Podenco andaluz y adiestramiento

El podenco andaluz no es un perro que soporte mucha presión de adiestramiento. Ese lado salvaje que tiene, que es su mejor baza a la hora de cazar y que le hace rechazar la excesiva presión, debemos dejárselo casi intacto.
Adiestramiento_Podenco_G Cachorro de podenco andaluz durante un campeo.

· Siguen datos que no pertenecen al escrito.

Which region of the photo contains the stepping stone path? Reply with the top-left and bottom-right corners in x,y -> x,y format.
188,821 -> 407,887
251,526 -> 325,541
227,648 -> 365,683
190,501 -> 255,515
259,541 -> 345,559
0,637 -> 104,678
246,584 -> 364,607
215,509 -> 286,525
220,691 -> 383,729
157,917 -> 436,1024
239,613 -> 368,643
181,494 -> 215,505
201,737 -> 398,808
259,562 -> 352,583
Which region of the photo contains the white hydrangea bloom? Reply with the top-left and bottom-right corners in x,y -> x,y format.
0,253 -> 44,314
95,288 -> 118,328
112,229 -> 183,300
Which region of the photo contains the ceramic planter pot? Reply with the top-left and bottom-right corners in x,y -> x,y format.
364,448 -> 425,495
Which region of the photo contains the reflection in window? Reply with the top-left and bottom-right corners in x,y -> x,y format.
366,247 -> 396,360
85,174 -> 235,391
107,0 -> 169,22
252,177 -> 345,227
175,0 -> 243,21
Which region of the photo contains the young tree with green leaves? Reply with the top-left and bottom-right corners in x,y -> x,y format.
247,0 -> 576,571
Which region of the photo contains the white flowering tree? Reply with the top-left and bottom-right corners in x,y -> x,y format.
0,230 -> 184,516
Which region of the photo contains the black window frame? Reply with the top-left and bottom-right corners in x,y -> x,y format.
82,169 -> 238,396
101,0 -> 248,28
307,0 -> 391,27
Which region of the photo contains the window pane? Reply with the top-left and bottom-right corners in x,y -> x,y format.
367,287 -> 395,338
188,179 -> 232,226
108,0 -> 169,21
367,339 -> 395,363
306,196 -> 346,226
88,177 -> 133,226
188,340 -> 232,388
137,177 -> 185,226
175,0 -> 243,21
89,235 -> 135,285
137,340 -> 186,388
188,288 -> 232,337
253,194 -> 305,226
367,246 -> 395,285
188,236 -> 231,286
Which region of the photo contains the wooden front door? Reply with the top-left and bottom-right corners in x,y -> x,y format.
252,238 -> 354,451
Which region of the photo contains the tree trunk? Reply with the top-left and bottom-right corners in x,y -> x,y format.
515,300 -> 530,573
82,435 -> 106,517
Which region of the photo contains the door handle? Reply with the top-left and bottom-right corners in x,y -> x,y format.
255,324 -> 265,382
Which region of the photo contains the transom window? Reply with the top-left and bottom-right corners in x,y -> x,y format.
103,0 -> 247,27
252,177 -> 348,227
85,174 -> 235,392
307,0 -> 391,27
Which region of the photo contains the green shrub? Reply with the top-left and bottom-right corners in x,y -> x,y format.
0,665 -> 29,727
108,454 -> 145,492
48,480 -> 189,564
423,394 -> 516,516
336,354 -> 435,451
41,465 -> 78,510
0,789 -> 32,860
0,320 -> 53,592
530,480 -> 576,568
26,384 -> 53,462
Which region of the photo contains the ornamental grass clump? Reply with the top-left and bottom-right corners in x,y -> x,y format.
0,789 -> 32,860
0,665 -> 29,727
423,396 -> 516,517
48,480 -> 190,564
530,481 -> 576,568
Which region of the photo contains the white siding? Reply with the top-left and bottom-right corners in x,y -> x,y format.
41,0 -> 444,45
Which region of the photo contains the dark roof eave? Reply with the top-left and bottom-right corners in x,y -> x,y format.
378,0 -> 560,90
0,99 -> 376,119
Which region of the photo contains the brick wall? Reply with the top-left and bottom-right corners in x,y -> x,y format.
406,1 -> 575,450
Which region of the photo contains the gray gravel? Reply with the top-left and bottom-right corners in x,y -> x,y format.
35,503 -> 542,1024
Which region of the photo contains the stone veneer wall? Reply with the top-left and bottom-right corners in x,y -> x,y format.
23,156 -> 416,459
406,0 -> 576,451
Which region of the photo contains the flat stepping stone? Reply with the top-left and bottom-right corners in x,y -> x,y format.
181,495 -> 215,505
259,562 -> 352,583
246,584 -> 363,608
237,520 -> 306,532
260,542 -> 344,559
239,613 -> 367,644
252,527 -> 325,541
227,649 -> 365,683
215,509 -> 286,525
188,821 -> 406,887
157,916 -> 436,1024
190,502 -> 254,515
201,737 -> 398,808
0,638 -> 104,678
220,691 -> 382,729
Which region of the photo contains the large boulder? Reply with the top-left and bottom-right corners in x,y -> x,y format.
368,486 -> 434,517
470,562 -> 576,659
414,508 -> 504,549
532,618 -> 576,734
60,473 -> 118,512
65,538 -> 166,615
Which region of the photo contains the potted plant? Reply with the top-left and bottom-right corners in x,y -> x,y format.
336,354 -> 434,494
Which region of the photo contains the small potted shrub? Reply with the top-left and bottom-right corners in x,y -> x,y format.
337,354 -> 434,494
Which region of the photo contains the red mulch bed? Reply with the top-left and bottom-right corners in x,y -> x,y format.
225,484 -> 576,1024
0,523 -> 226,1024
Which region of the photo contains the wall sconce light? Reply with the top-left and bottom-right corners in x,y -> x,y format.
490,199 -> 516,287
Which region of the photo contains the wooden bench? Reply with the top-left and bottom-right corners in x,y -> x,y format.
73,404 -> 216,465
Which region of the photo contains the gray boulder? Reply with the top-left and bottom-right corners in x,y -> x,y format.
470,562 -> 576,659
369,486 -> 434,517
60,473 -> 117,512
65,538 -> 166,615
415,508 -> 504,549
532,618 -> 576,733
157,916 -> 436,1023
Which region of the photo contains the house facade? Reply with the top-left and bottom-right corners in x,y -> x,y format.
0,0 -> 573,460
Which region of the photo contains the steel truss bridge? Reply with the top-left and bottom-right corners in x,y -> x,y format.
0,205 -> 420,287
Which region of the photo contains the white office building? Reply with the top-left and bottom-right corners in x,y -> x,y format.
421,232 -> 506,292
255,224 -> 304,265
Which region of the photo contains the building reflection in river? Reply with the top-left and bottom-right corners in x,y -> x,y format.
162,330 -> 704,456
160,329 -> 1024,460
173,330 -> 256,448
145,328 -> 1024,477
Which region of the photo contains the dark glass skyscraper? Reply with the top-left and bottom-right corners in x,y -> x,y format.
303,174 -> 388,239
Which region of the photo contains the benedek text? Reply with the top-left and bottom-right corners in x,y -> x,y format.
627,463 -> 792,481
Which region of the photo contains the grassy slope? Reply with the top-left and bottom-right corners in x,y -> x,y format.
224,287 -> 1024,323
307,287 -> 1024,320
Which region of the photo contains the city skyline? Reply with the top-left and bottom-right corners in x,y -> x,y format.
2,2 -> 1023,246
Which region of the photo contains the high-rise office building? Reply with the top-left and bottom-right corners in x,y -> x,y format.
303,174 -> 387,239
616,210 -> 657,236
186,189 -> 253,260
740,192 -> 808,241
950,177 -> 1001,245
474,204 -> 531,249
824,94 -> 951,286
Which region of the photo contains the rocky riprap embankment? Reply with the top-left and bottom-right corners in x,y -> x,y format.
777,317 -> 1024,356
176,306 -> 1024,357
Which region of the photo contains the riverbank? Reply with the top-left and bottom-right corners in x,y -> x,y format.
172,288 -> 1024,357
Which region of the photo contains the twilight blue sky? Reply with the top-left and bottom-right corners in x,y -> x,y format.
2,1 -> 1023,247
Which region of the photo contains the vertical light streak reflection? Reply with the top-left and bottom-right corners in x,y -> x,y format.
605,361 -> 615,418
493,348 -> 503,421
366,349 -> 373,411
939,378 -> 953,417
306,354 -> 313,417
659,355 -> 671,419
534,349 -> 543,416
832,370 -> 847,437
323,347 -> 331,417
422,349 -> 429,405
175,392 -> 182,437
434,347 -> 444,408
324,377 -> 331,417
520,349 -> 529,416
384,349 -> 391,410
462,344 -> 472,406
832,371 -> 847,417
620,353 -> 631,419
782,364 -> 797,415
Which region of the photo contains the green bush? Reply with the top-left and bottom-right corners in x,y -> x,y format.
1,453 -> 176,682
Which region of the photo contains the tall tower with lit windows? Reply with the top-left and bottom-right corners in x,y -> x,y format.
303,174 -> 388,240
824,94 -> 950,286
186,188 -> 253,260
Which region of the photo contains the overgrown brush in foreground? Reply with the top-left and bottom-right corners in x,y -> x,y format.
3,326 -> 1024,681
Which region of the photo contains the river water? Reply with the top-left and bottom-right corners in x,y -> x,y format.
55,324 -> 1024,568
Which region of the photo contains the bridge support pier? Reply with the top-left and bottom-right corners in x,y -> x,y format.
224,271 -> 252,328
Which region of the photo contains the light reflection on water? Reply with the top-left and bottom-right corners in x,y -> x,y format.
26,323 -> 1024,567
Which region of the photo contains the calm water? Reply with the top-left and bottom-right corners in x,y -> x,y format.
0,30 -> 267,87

Los objetivos primordiales que debemos fijarnos son únicamente la obediencia a la llamada e inculcarles el concepto de que somos el jefe de su grupo. El jefe nunca va tras uno de sus subordinados para quitarle una pieza, por ejemplo; es el subordinado el que debe portarle la pieza al jefe. Y, además, con presteza. Hay que aprender a ser jefe. Podemos perder jerarquía tanto por ser demasiado blandos y cariñosos, como por ser excesivamente duros y castigar desproporcionadamente o a destiempo, sin que el cachorro comprenda claramente el motivo.

Obedecer a la llamada

La mejor manera de que el cachorro acuda a la llamada es llamándolo a la hora de comer, ejercicio que debe hacerse individualmente con cada cachorro. En su defecto, si no se dispone de tiempo para realizar esta rutina, hay que recurrir al sucedáneo del premio con golosina y caricias cuando el cachorro acude a nuestra llamada. No debemos ser insistentes en este aspecto. Con practicarlo las dos o tres veces al día que debe comer un cachorro sería suficiente. Huyamos del atosigamiento y planteemos las cosas con naturalidad y a su debido tiempo.

En el campo

Una vez el cachorro está correctamente desparasitado y vacunado, podemos empezar a sacarlo al campo, para que se ejercite y se acostumbre progresivamente a las dificultades y desniveles del terreno. No debemos llamarlo cuando está campeando, hasta que hayamos comprobado que el cachorro tiene totalmente asimilada la orden de llamada con los ejercicios de casa. Es contraproducente provocar la desobediencia natural que se daría cuando llevamos al ‘niño’ al parque e intentamos llamarle cuando más distraído está. Simplemente, lo recogeremos en una de las veces que se acerque a nosotros cuando llegue la hora de irse. Un ejercicio muy adecuado para afianzar que cace para nosotros consiste, cuando veamos que se aleja en exceso en los campeos, en ocultarnos o cambiar de dirección para que nos busque. Esta acción tiene sentido si previamente hemos creado al cachorro esa dependencia que se consigue a base de contacto bien orientado. Si lo que hemos hecho es dejarlo en la perrera simplemente, poca necesidad tendrá el animal de buscarnos.

Correr piezas y detonaciones

Cuando en sus campeos el cachorro ya ha tenido oportunidad de correr alguna pieza salvaje (deseable) o, en su defecto, se lo hemos provocado nosotros con un animal de granja (poco deseable), podemos, con el auxilio de una detonadora, simular un disparo cuando el perro está ensimismado en la persecución de una pieza y la lleva a la vista. Si pretendemos que nuestro cachorro se integre en una recova, los campeos deben alternarse en solitario, para que desarrolle su iniciativa, y en grupo, con los adultos más dóciles y de cazar más cercano, para que vayan fijando su papel en dicho grupo.

Caza real

A partir de que el joven ya ha corrido piezas y ha escuchado detonaciones, estaría en condiciones de sacarlo en caza real. Los tiempos ideales de este proceso serían que el cachorro hubiera nacido al comenzar la veda, para que al arranque de la siguiente temporada tenga siete u ocho meses de edad y ya se encuentre, tras el proceso explicado, en condiciones de sacarlo a cazar.